I was surprised to read this story from ZDNet this morning, describing yet another devastating cyberattack on a critical infrastructure organization, this time an electric utility. Of course, even though the utility, Delta-Montrose Electric Association (DMEA) in Colorado, never used the word “ransomware” in their announcement of the attack, everyone interviewed for the article seemed to think it was a ransomware attack.
But even if it wasn't, what I'm
most interested in is the fact that, by the utility's own reckoning, 90% of its
internal systems (which I interpret as "IT network") were down. Yet
the utility says their electric operations weren't affected at all.
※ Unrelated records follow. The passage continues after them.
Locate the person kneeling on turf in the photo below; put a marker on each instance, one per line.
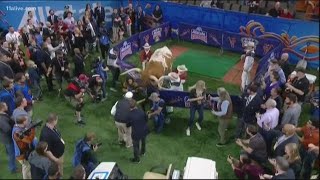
(95, 88)
(157, 111)
(75, 91)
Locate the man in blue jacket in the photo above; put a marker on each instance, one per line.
(7, 95)
(137, 120)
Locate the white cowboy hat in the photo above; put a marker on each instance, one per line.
(128, 95)
(182, 68)
(250, 44)
(146, 46)
(153, 96)
(174, 76)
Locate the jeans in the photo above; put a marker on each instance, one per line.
(104, 50)
(26, 171)
(49, 82)
(193, 110)
(37, 91)
(308, 159)
(124, 133)
(223, 124)
(158, 122)
(115, 75)
(12, 159)
(241, 128)
(137, 149)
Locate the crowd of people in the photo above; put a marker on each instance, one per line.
(42, 50)
(283, 8)
(273, 144)
(267, 126)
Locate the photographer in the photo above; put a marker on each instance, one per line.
(84, 153)
(75, 92)
(100, 68)
(24, 143)
(60, 68)
(95, 83)
(245, 167)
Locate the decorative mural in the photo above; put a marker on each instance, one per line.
(303, 47)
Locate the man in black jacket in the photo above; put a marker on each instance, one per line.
(251, 105)
(6, 125)
(137, 120)
(121, 119)
(52, 136)
(52, 18)
(99, 14)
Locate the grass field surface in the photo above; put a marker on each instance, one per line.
(206, 63)
(171, 146)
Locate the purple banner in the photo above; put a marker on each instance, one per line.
(199, 34)
(235, 42)
(264, 61)
(179, 99)
(155, 35)
(128, 47)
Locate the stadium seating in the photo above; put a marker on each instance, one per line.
(245, 8)
(299, 9)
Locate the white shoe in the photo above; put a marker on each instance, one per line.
(188, 132)
(198, 126)
(113, 89)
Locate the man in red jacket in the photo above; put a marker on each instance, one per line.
(145, 55)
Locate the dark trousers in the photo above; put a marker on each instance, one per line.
(193, 110)
(12, 159)
(139, 147)
(241, 128)
(140, 26)
(115, 75)
(268, 137)
(133, 28)
(49, 82)
(308, 159)
(104, 91)
(104, 50)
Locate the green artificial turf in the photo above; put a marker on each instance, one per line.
(210, 64)
(171, 146)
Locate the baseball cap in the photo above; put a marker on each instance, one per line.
(83, 77)
(300, 69)
(128, 95)
(153, 96)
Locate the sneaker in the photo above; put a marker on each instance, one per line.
(121, 142)
(103, 99)
(81, 122)
(198, 126)
(188, 132)
(133, 160)
(220, 145)
(113, 89)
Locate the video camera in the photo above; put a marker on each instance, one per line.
(98, 145)
(28, 130)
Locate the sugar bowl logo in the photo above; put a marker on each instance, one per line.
(186, 102)
(125, 50)
(245, 41)
(156, 34)
(232, 41)
(198, 34)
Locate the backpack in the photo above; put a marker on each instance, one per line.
(81, 148)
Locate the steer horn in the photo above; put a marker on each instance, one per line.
(131, 70)
(161, 81)
(154, 78)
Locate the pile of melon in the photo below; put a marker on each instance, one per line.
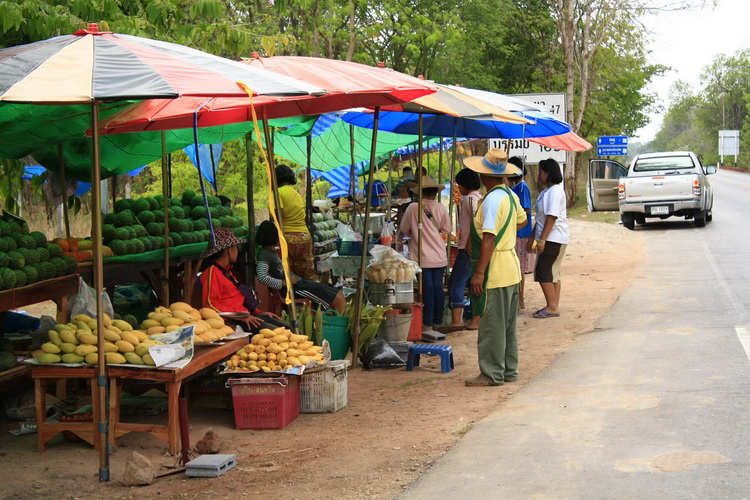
(208, 325)
(137, 225)
(26, 257)
(76, 342)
This simply
shows that the utility followed a cardinal principle for
critical infrastructure: Complete separation of the IT and OT networks, so
there is no direct logical path by which an infected IT system might infect the
OT network.
I know of two other devastating ransomware
attacks on critical infrastructure in the US. In both of these, the IT network was
pretty much destroyed by the ransomware, while the OT network wasn’t touched by
it. Yet in both of these cases, the OT network had to be completely shut down
in the wake of the attack, along with the IT network. How could that happen,
assuming the networks really were separated?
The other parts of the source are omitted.